Dietician and Patient
Community Responsibility & Sustainability Report

Our Patients

Patient Experience

As a faith-based nonprofit, Texas Health is in the business of caring for people in need; we put patients at the center of everything we do. Delivering an exceptional patient experience characterized by compassion, clear communication and helpful navigation through each step of the care process not only earns our patients’ trust, it also improves health and outcomes and lowers readmissions and costs—all things that are essential to our Mission, Vision and Values.

Each year, we deliver award-winning service to our patients and families and have a systemwide goal of achieving top decile performance. To measure this, we use a comprehensive patient satisfaction survey administered by Press Ganey Associates Inc., which benchmarks patient satisfaction scores against national, customized and local databases. More than 90 percent of Texas Health’s patients rated their overall care and likelihood to recommend our hospitals to others as good or very good.

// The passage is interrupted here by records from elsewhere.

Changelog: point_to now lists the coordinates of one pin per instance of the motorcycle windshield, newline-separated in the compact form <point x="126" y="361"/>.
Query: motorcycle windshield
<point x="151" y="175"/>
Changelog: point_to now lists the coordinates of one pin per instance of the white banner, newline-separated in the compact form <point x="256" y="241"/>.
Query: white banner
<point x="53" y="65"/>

Texas Health provides leaders and staff with coaching and other resources needed to reliably provide exceptional patient experiences throughout the system’s facilities and medical practices. In 2017, Texas Health will continue its focus on patient experience in three areas: caring behaviors, clinical excellence and operational efficiency.

Safe & Quality Care

Texas Health’s ability to fulfill its Mission to improve the health of the people in the communities it serves and preserve its reputation is based on providing safe and high-quality care that is evidence-based and scientifically sound. After all, it is our clinical expertise and innovation of care that earns patient trust and loyalty.

Considering the following statistics, it is incumbent on not only Texas Health, but the entire health care industry, to keep patients from being harmed while under our care. According to the National Patient Safety Foundation1:

  • Medication errors harm an estimated 1.5 million Americans each year, resulting in more than $3.5 billion in additional medical costs.
  • About 1 in 25 U.S. patients suffers at least one hospital-acquired infection during their hospital stay.
  • About 1 in 10 U.S. patients experiences an adverse condition, such as a pressure ulcer or a fall, during hospitalization.

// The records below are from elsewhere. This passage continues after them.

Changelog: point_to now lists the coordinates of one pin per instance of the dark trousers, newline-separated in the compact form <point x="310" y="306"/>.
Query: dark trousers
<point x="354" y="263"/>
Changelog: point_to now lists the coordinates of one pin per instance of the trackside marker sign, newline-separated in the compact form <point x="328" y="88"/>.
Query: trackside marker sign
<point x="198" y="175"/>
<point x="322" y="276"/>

As part of our journey to become a high-reliability organization, Texas Health is working to consistently provide a safe, quality experience to our patients each time they visit any of our hospitals, wellness centers or physician offices. This work is intentional and strategic, requires extensive research and literature reviews to identify evidence-based best practices, and involves the expertise of our leaders, clinical leaders, employees, as well as safety and quality improvement teams across all of Texas Health facilities.

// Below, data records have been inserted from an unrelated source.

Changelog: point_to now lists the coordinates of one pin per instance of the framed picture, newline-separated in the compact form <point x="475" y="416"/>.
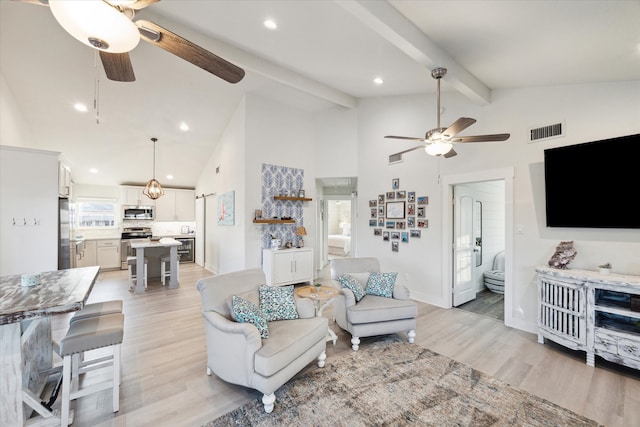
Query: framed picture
<point x="395" y="210"/>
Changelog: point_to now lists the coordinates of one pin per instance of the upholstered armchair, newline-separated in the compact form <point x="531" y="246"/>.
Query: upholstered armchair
<point x="363" y="314"/>
<point x="238" y="354"/>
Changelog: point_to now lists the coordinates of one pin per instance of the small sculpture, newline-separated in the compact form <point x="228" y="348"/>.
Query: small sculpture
<point x="564" y="254"/>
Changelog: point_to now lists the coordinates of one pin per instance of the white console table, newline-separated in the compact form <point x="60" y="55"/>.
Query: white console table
<point x="287" y="266"/>
<point x="584" y="310"/>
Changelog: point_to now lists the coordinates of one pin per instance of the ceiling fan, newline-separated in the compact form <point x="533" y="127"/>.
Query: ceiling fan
<point x="439" y="141"/>
<point x="108" y="26"/>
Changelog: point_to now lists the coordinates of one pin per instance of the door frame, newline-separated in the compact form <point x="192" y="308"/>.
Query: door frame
<point x="448" y="182"/>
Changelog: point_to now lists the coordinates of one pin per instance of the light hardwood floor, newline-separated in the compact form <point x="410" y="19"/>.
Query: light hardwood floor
<point x="164" y="382"/>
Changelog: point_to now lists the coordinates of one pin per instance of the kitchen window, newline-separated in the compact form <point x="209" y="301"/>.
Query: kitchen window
<point x="94" y="213"/>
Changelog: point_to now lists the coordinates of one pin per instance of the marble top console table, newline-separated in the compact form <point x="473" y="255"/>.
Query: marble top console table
<point x="26" y="348"/>
<point x="166" y="243"/>
<point x="588" y="311"/>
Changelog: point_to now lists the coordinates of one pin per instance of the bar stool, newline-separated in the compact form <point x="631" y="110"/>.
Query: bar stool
<point x="84" y="335"/>
<point x="98" y="309"/>
<point x="165" y="268"/>
<point x="132" y="262"/>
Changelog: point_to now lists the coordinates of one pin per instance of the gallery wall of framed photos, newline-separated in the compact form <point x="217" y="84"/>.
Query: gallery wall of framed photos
<point x="397" y="216"/>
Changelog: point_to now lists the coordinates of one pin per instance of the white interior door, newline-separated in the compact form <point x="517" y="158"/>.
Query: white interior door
<point x="463" y="247"/>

1National Patient Safety Foundation

  • Care Design

    To reliably deliver safe and quality care, Texas Health is making significant investments to provide its teams with the tools, processes and training to succeed. A care design and deployment initiative—called Reliable Care Blueprinting—is facilitating this effort. This initiative has been led by our caregivers working in design teams, involving more than 220 people from various disciplines. They share and review evidence-based practices and develop processes that would enable our system to achieve the outcomes we desire.

    These groups are tackling our most significant safety and quality issues in hospitals and will continue over the next few years to create reliable processes for our entire care continuum. In 2016, we launched more than 16 modules, ranging from falls to obstructive sleep apnea, at all Texas Health wholly owned hospitals. These modules provide an evidence-based plan related to specific conditions or processes.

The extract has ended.